Of course, that’s not all of it. Digg also has commenting capabilities on the articles, and as you notice users who consistently make interesting,intelligent comments, you can add those people as friends. This allows you to view what articles they have dugg, which can bring articles that you might have otherwise have missed to your attention, or bring further attention to an article that you ignored before. As you add more friends, Digg allows you to view a combined list of articles dugg by all your friends. This is supremely cool: You can view news and links selected by people you have personally selected as trustworthy.

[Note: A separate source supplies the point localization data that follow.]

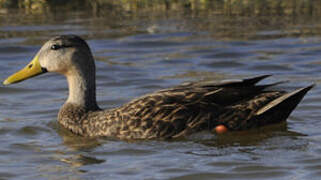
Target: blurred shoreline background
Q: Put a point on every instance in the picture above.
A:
(225, 7)
(221, 18)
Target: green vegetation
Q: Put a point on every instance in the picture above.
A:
(226, 7)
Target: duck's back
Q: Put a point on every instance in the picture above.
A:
(193, 107)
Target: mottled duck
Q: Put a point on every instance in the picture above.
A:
(169, 113)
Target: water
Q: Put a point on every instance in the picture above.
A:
(142, 54)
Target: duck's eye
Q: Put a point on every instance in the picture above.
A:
(55, 47)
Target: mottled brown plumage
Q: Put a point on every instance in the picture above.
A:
(168, 113)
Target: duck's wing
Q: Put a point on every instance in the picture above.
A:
(193, 107)
(223, 94)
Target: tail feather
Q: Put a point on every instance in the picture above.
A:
(280, 108)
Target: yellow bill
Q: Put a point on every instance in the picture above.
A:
(31, 70)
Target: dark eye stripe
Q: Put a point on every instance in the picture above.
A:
(56, 46)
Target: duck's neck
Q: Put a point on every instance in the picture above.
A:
(82, 90)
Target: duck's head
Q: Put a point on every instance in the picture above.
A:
(64, 54)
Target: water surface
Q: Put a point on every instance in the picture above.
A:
(138, 55)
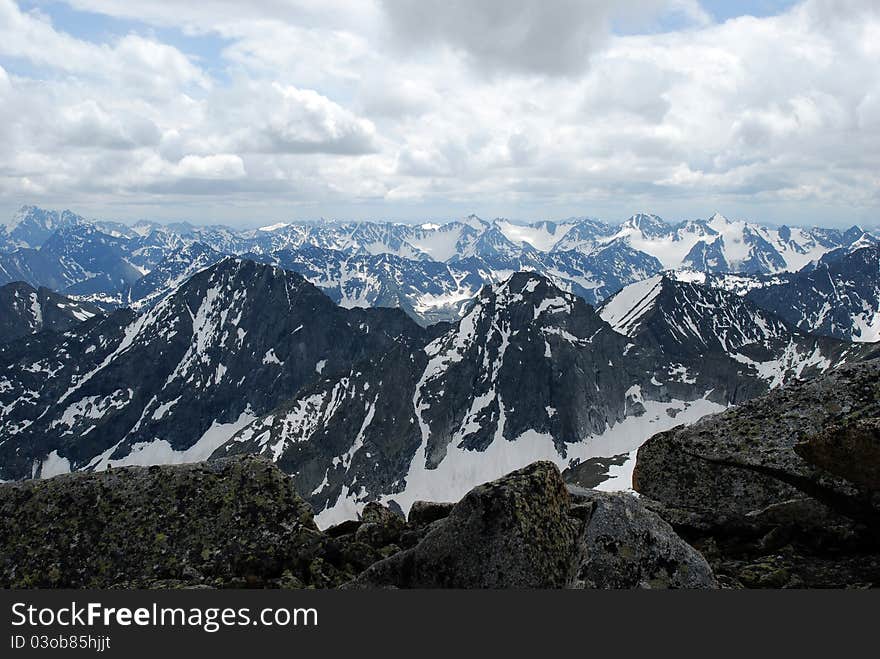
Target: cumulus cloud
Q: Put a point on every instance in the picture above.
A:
(401, 108)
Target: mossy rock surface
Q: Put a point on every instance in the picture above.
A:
(232, 522)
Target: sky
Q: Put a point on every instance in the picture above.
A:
(408, 110)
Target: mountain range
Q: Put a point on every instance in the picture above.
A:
(369, 370)
(430, 270)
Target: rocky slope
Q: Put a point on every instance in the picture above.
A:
(707, 328)
(232, 343)
(239, 523)
(782, 490)
(530, 372)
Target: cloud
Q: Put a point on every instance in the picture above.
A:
(304, 121)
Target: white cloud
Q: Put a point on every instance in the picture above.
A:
(406, 108)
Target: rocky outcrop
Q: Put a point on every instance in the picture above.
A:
(511, 533)
(781, 491)
(624, 545)
(224, 523)
(238, 522)
(527, 530)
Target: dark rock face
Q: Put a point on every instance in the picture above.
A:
(226, 523)
(511, 533)
(851, 450)
(235, 340)
(422, 513)
(781, 491)
(625, 545)
(25, 310)
(838, 297)
(744, 459)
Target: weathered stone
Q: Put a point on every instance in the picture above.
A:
(422, 513)
(850, 450)
(511, 533)
(380, 526)
(625, 545)
(236, 521)
(780, 491)
(745, 459)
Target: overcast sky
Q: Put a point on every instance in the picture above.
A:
(245, 112)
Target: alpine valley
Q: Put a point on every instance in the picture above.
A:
(391, 363)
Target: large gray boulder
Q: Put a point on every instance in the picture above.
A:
(753, 456)
(625, 545)
(526, 531)
(781, 491)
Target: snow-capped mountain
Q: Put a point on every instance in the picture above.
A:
(707, 328)
(365, 404)
(530, 372)
(583, 255)
(178, 266)
(171, 384)
(837, 296)
(722, 245)
(32, 226)
(25, 310)
(78, 260)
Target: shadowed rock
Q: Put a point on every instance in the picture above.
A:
(625, 545)
(511, 533)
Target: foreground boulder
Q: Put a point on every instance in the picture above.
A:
(514, 532)
(527, 530)
(781, 491)
(624, 545)
(239, 523)
(235, 522)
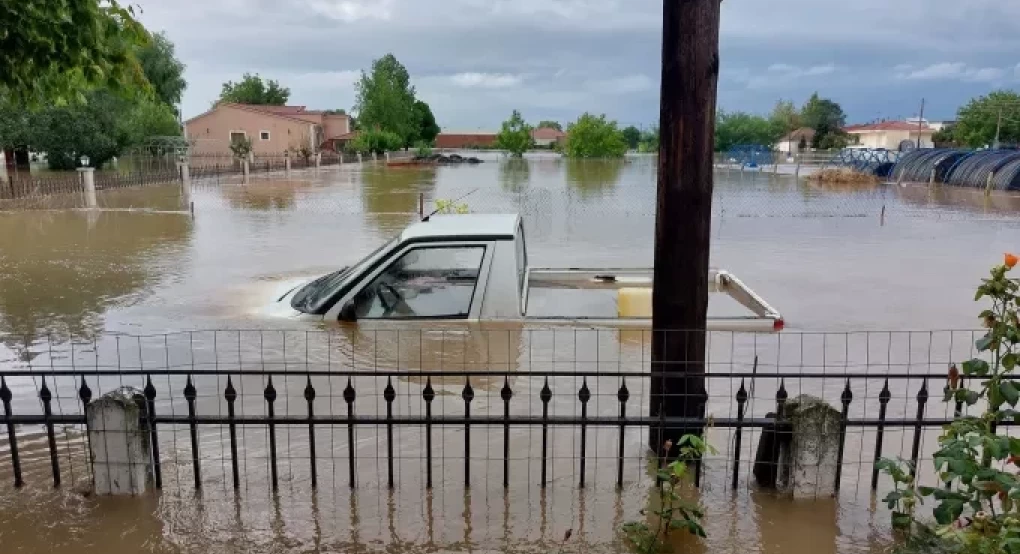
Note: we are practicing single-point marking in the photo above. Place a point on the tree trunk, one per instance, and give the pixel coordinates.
(683, 212)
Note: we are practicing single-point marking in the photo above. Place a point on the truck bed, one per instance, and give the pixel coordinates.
(621, 297)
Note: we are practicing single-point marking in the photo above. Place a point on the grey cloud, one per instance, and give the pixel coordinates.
(475, 60)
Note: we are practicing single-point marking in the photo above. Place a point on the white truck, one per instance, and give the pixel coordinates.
(475, 267)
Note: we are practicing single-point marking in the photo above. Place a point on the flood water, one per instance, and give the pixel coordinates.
(145, 284)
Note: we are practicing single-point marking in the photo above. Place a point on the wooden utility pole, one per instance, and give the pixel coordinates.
(683, 212)
(999, 130)
(920, 124)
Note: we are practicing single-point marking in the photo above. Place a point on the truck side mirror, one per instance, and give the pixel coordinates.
(348, 313)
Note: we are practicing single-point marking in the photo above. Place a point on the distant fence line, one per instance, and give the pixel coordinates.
(23, 185)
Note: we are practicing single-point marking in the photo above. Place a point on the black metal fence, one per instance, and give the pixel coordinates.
(423, 411)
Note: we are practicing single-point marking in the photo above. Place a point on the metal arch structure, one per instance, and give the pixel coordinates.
(874, 161)
(996, 169)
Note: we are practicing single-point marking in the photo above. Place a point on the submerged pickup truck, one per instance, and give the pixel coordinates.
(475, 267)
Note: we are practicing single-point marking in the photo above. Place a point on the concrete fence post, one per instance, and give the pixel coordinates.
(89, 181)
(808, 461)
(119, 444)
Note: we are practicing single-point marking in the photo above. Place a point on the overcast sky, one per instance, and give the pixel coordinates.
(475, 60)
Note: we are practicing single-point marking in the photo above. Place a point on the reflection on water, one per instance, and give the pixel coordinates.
(593, 179)
(390, 198)
(818, 253)
(60, 270)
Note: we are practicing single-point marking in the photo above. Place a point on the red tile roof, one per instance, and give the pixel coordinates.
(886, 126)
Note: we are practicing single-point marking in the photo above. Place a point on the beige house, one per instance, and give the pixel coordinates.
(544, 137)
(890, 135)
(792, 144)
(272, 130)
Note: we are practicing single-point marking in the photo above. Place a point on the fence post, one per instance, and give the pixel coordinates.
(89, 181)
(118, 444)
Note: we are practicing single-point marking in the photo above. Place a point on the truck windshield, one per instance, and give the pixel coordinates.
(312, 297)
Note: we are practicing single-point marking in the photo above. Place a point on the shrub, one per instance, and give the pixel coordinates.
(672, 512)
(978, 509)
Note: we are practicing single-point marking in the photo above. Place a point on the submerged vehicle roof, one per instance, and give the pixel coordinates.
(492, 227)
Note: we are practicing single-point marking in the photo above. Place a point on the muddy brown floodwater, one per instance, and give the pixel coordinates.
(145, 285)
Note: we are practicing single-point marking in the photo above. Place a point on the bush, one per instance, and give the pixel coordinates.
(592, 137)
(422, 149)
(978, 509)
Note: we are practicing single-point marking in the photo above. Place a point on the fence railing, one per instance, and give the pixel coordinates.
(214, 401)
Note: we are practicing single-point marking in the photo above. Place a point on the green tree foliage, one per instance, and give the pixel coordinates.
(94, 129)
(785, 116)
(162, 69)
(427, 129)
(649, 141)
(376, 141)
(977, 120)
(514, 136)
(252, 90)
(825, 116)
(386, 100)
(592, 137)
(632, 136)
(54, 50)
(737, 128)
(945, 136)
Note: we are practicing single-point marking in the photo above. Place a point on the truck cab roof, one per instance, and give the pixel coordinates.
(467, 225)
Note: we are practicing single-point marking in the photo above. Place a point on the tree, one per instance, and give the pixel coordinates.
(515, 136)
(785, 116)
(945, 136)
(427, 129)
(732, 129)
(95, 129)
(632, 136)
(824, 116)
(386, 99)
(376, 141)
(252, 90)
(546, 123)
(52, 51)
(977, 121)
(163, 71)
(592, 137)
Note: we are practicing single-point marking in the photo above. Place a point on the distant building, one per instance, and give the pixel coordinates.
(797, 141)
(546, 137)
(890, 135)
(272, 130)
(465, 140)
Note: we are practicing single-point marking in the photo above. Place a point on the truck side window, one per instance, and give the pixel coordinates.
(428, 282)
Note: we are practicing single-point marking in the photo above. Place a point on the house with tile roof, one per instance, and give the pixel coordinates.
(890, 135)
(272, 130)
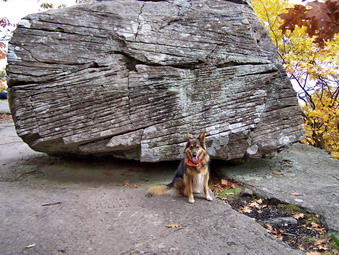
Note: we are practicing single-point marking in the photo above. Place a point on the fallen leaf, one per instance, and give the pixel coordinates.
(296, 194)
(268, 227)
(298, 216)
(319, 242)
(225, 183)
(30, 246)
(173, 226)
(245, 209)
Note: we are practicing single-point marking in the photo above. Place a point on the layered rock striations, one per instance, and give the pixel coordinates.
(132, 78)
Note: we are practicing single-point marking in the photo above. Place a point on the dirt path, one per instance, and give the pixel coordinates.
(68, 206)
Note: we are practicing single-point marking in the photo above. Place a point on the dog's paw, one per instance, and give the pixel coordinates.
(191, 201)
(209, 198)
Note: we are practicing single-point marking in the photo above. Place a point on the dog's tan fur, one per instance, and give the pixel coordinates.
(192, 175)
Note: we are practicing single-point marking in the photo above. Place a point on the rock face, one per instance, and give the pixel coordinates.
(132, 78)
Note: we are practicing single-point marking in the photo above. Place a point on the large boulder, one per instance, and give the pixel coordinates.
(132, 78)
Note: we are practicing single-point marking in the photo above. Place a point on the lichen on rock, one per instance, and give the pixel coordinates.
(132, 78)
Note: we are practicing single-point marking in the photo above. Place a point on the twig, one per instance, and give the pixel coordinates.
(55, 203)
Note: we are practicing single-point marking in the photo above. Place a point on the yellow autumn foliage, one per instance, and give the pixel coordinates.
(314, 70)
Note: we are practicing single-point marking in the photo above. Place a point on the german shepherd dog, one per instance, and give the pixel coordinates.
(192, 173)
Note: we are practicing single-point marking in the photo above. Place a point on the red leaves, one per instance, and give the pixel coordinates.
(321, 21)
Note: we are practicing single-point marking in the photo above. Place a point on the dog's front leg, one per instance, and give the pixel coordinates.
(189, 188)
(208, 197)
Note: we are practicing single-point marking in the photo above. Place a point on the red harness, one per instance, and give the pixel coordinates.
(190, 163)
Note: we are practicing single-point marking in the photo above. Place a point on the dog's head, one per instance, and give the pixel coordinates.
(195, 148)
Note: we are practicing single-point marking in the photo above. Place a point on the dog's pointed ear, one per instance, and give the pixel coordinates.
(201, 138)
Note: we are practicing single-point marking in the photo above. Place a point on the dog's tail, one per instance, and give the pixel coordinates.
(157, 190)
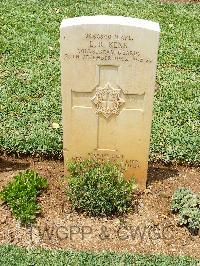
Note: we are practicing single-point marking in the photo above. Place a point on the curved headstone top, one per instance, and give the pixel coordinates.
(108, 70)
(103, 19)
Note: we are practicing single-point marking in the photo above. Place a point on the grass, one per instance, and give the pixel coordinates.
(14, 256)
(21, 193)
(30, 74)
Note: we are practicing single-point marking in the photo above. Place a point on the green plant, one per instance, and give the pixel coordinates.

Your dugg articles are immeidately made available as RSS feeds, as are those of your friends, so you can subscribe not only to the main Digg page, but also the the dugg articles from your friends, display them on your own site, take them with you on an RSS reader, do whatever you want. Digg even makes it easy to post artciles and article links to your personal blog, with a ‘blog this’ link on all articles that interfaces directly with your blog (you probably already noticed a couple of articles from Digg that I posted up over the weekend).
Overall, Digg.com seems to work perfectly. How clean and useful the comments section will be, remains to be seen as more and more people hit up Digg, but the ability to add friends and view their diggs might be what saves it: you can filter out the idiots a lot easier. Go check it out, you just might forget all about /. for good.